---
<a id='coffee_preference'></a>

# Practice Control Flow on the Coffee Preference Data Set

### 1) Load Coffee Preference data from file and print.

The code to load in the data is provided below. 

The `with open(..., 'r') as f:` opens up a file in "read" mode (rather than "write") and assigns this opened file to `f`. 

We can then use the built-in `.readlines()` function to split the CSV file on newlines and assign it to the variable `lines`.

In [None]:
import random


In [None]:
# Open and read in the coffee preference data set. Note we are opening the file for reading only.
with open('../datasets/coffee-preferences.csv','r') as f:
    lines = f.readlines()

#### Iterate through `lines` and print them out.

In [None]:
for line in lines:
    print(line)

#### Print out just the `lines` object by typing "lines" in a cell and hitting `enter`.


In [None]:
lines

---

### 2) Remove the remaining newline `'\n'` characters with a `for` loop.

Iterate through the lines of the data and remove the unwanted newline characters.
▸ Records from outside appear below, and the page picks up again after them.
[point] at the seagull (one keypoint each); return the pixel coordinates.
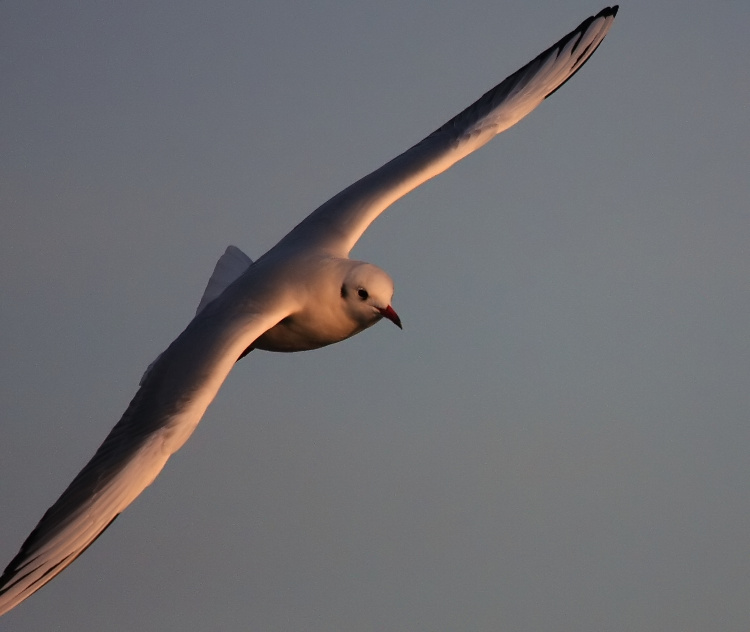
(303, 294)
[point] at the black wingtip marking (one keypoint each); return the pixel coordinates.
(606, 12)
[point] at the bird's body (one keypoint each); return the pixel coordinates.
(303, 294)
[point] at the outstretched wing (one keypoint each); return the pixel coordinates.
(339, 223)
(164, 412)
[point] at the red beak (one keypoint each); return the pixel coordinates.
(391, 315)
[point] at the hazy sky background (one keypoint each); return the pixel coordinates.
(559, 438)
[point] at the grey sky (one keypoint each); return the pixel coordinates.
(559, 438)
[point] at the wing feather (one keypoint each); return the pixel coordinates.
(163, 414)
(339, 223)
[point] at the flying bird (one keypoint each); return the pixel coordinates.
(303, 294)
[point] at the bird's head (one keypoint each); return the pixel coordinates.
(367, 292)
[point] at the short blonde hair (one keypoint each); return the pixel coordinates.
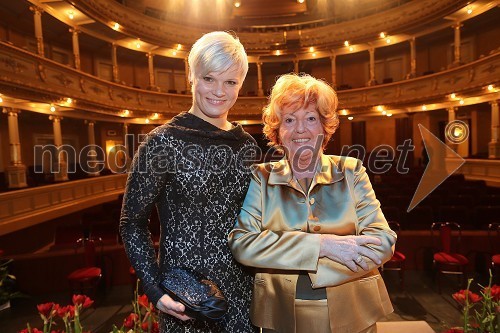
(217, 51)
(297, 91)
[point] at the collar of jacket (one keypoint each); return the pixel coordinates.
(327, 172)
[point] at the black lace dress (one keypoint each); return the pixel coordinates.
(197, 175)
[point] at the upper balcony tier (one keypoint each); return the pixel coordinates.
(34, 83)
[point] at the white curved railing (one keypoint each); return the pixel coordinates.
(24, 208)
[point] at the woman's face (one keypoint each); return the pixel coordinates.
(215, 93)
(301, 131)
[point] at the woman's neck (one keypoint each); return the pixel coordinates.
(221, 122)
(304, 167)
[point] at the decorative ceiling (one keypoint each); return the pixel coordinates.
(261, 15)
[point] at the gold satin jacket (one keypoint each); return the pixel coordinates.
(278, 232)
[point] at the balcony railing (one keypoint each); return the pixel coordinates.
(28, 76)
(25, 208)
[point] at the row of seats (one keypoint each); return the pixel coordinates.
(447, 255)
(422, 216)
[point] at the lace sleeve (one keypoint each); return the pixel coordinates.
(145, 183)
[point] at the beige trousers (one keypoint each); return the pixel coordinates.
(311, 316)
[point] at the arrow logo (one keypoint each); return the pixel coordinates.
(443, 161)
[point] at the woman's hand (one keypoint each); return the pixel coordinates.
(168, 305)
(349, 250)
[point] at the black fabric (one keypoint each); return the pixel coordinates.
(196, 176)
(202, 298)
(305, 291)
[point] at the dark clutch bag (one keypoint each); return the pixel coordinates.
(201, 297)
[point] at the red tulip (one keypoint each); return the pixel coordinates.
(155, 328)
(454, 330)
(495, 292)
(64, 311)
(461, 295)
(82, 300)
(143, 301)
(130, 321)
(47, 310)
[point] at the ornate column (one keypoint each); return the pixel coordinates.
(116, 75)
(61, 172)
(186, 70)
(92, 155)
(494, 144)
(152, 83)
(333, 61)
(457, 42)
(128, 153)
(76, 46)
(451, 117)
(372, 80)
(37, 15)
(260, 91)
(16, 170)
(413, 60)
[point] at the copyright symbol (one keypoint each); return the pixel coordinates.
(456, 131)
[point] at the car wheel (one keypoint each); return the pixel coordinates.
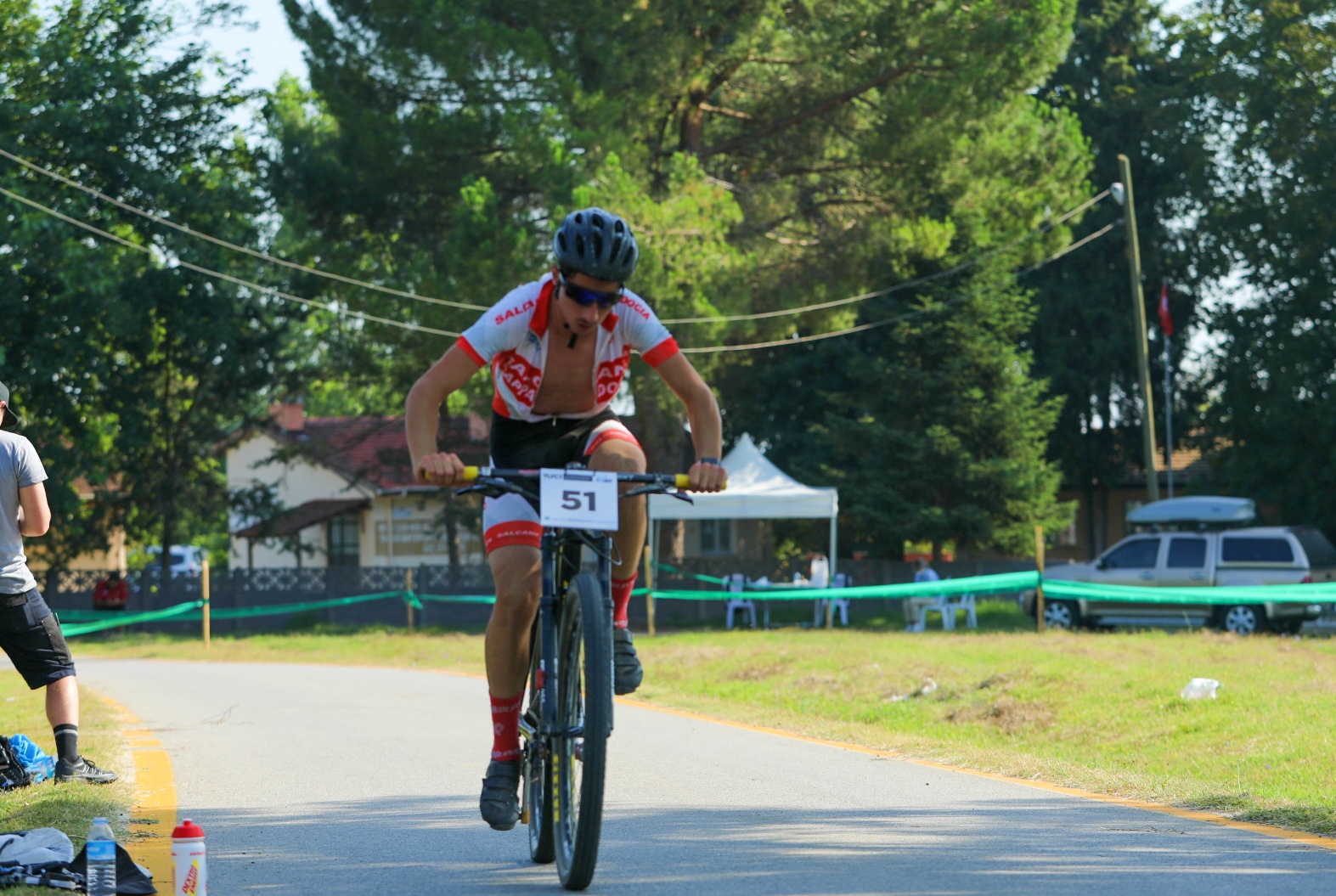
(1242, 620)
(1061, 615)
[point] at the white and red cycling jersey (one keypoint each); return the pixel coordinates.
(513, 338)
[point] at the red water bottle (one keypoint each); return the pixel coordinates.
(188, 855)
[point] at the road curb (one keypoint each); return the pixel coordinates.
(1195, 814)
(154, 814)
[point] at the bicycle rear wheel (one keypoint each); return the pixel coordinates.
(584, 708)
(538, 768)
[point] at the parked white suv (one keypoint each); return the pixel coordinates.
(1191, 546)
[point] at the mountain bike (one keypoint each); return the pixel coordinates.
(568, 718)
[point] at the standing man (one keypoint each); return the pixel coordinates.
(559, 349)
(28, 629)
(916, 606)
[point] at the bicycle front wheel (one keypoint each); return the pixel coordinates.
(538, 768)
(584, 714)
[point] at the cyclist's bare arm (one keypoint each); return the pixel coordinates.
(421, 417)
(707, 431)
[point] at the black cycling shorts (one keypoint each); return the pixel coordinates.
(554, 443)
(31, 634)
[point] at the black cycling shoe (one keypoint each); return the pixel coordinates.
(83, 770)
(500, 800)
(627, 673)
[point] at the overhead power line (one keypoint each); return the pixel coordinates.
(899, 287)
(417, 327)
(906, 315)
(216, 240)
(258, 287)
(415, 296)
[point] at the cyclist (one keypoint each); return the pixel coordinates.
(559, 349)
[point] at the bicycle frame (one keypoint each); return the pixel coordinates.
(555, 544)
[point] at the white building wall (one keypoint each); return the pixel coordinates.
(412, 517)
(294, 482)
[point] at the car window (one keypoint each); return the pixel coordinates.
(1187, 553)
(1256, 550)
(1140, 553)
(1320, 552)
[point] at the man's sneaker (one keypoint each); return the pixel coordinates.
(83, 770)
(500, 800)
(625, 665)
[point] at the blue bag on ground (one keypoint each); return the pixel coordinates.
(34, 758)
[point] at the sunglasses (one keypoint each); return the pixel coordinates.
(583, 296)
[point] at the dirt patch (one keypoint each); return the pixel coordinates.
(1005, 713)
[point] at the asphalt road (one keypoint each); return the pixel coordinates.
(330, 780)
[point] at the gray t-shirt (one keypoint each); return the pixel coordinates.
(19, 468)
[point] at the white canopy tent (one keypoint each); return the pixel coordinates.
(757, 490)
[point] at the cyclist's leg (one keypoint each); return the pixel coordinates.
(517, 572)
(612, 448)
(512, 536)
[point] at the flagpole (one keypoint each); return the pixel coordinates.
(1168, 415)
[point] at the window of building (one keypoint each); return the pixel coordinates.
(345, 539)
(716, 536)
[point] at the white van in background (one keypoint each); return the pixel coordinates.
(1198, 543)
(186, 560)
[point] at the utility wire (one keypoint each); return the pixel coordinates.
(415, 296)
(417, 327)
(268, 290)
(916, 313)
(265, 256)
(907, 285)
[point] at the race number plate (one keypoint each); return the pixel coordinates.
(578, 499)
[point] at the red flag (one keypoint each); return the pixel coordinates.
(1165, 319)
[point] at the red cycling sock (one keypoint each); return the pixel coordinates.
(505, 727)
(622, 600)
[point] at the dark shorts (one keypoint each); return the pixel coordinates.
(517, 445)
(30, 634)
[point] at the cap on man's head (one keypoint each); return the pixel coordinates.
(11, 420)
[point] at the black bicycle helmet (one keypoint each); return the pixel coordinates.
(596, 243)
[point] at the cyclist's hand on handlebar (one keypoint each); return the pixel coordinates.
(440, 469)
(707, 477)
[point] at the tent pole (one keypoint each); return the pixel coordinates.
(832, 549)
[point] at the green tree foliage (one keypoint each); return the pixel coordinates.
(1133, 96)
(128, 366)
(1270, 72)
(774, 154)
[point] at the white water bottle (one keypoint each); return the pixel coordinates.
(190, 875)
(102, 859)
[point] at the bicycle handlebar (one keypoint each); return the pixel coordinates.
(675, 480)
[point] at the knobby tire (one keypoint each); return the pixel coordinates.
(584, 700)
(538, 770)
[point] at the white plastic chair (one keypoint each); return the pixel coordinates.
(841, 580)
(949, 606)
(735, 583)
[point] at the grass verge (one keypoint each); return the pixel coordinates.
(1093, 711)
(69, 807)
**.replace('\n', '')** is a built-in string function that will take the substring you want to replace as its first argument and the string you want to replace it with as its second.

In [None]:
# create an empty list to hold our cleaned data.
cleaned_lines = []
for line in lines:
    cleaned_lines.append(line.replace('\n',''))

cleaned_lines

In [None]:
cleaned_lines = [line.strip('\n') for line in lines  ]
cleaned_lines

---

### 3) Split the lines into "header" and "data" variables.

The header is the first string in the list of strings. It contains our data's column names.

In [None]:
header = cleaned_lines[0]
data = cleaned_lines[1:]

In [None]:
header

---

### 4) Split the header and data strings on commas.

To split a string on the comma character, use the built-in **`.split(',')`** function. 

Split the header on commas, then print it. You can see that the original string is now a list containing items that were originally separated by commas.

In [None]:
# Split on commas:
header = header.split(',')
print(header)

split_data = []
for d in data:
    split_data.append(d.split(','))

In [None]:
split_data[:3]

---

### 5) Remove the "Timestamp" column.

We aren't interested in the "Timestamp" column in our data, so remove it from the header and data list.

Removing "Timestamp" from the header can be done with list functions or with slicing. To remove the header column from the data, use a `for` loop.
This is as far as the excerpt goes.